Gas is a welcomed "transitional" energy up to the point of time when renewable energy is available at a large scale. It can reduce greenhouse gases if it is substituted for coal (the climate impact is half that of coal), but nevertheless it is a fossil energy contributing to global warming. If it decelerates the transition to alternative energy or current investments into renewable break down, cheap gas will have a long run negative effect on the climate.
Europe has a competitive advantage in clean technology. Energy efficiency is high, and Europe has a trade surplus in technology driven industries. The new industrial policy strategy of the European Commission intentionally builds on these strengths.
The alternative response
The optimal answer of Europe to the lower energy costs in the US should be in general to increase investment into innovation and education and specifically to increase energy efficiency and innovations in ultra low carbon technology. The European Commission has initiated research programmes e.g. for ultra low carbon technology in steel, the research looks promising, but the partners could not agree on a pilot plant.
In general, Europe still lags behind the US in R&D expenditure, has never reached its Lisbon goal of 3% of GDP; and it trails in the efficiency of universities. Closing this gap will lower the unit labour costs by increasing productivity. Any cost difference in energy prices can be more than compensated by reducing the costs of skilled labour or innovation.
Industrial countries in the long run can compete only in skill intensive products. Competitive advantage is created by innovation; specialisation occurs in skilled technology intensive products. A forward looking industrial policy boost Europe`s competitive advantage and resists the temptation to be set off course by a short run decline in energy prices.
Integrated or isolated again?
A new industrial policy should support long run societal goals; it will make synergies out of conflicting policy strands and prevent energy policy to turn back from green goals (renewables, energy efficiency) to grey goals (cheap and reliable supply). Industrial policy should promote a competitive advantage of Europe by fostering new, clean energy technologies, ultra low carbon technologies and higher energy efficiency. This is the superior strategy in the long run.

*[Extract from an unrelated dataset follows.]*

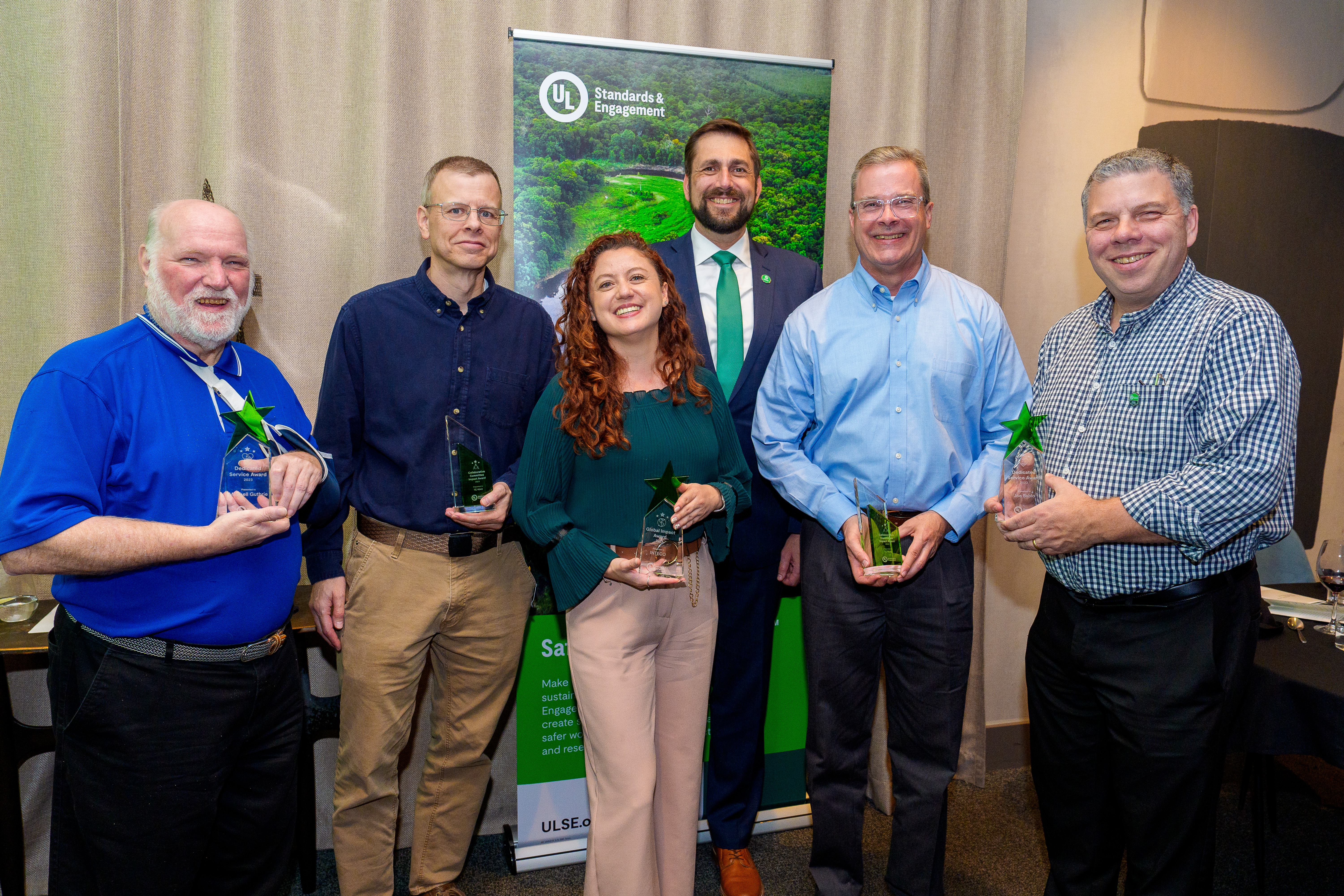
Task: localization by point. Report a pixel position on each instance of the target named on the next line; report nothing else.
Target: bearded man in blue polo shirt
(175, 695)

A new industrial policy has to be integrated, i.e. solve problems jointly. If, on the one hand there was an industrial policy calling for innovation and skills, and on the other hand an energy policy calling for cheap and reliable energy, there would in short be no cross-over between the policy strands, and we would be witnessing old-style industrial policy. In a systemic industrial policy, the synergies between policies are developed in order to make the individual policy strands more efficient and furthermore, societal goals can be attained.
In short, it makes sense for Europe to base higher growth on a strong manufacturing sector, and Europe should try to become the technology leader in sustainability. It makes sense for the US to close its current account deficit by "re inventing manufacturing".
But it may even be problematic for a resource-rich country like the US to base the rejuvenating of its industry on low energy costs. For resource scarce Europe this holds even more: if industrial policy and climate policy have different goals, neither will reach its objective and we will be back to square one of the old, isolated industrial policy decelerating structural change and reducing economic growth.
 This is six times as much as the subsidies for renewable energy sources, a large share of it the subsidies are spent in developing countries (IEA 2012)
 Carbon leakage element is restricted to a few industries. Only four industries have energy costs of 10% of total costs, for the majority of industries the energy costs are between 1% and 2% of total costs (Aiginger, 2013).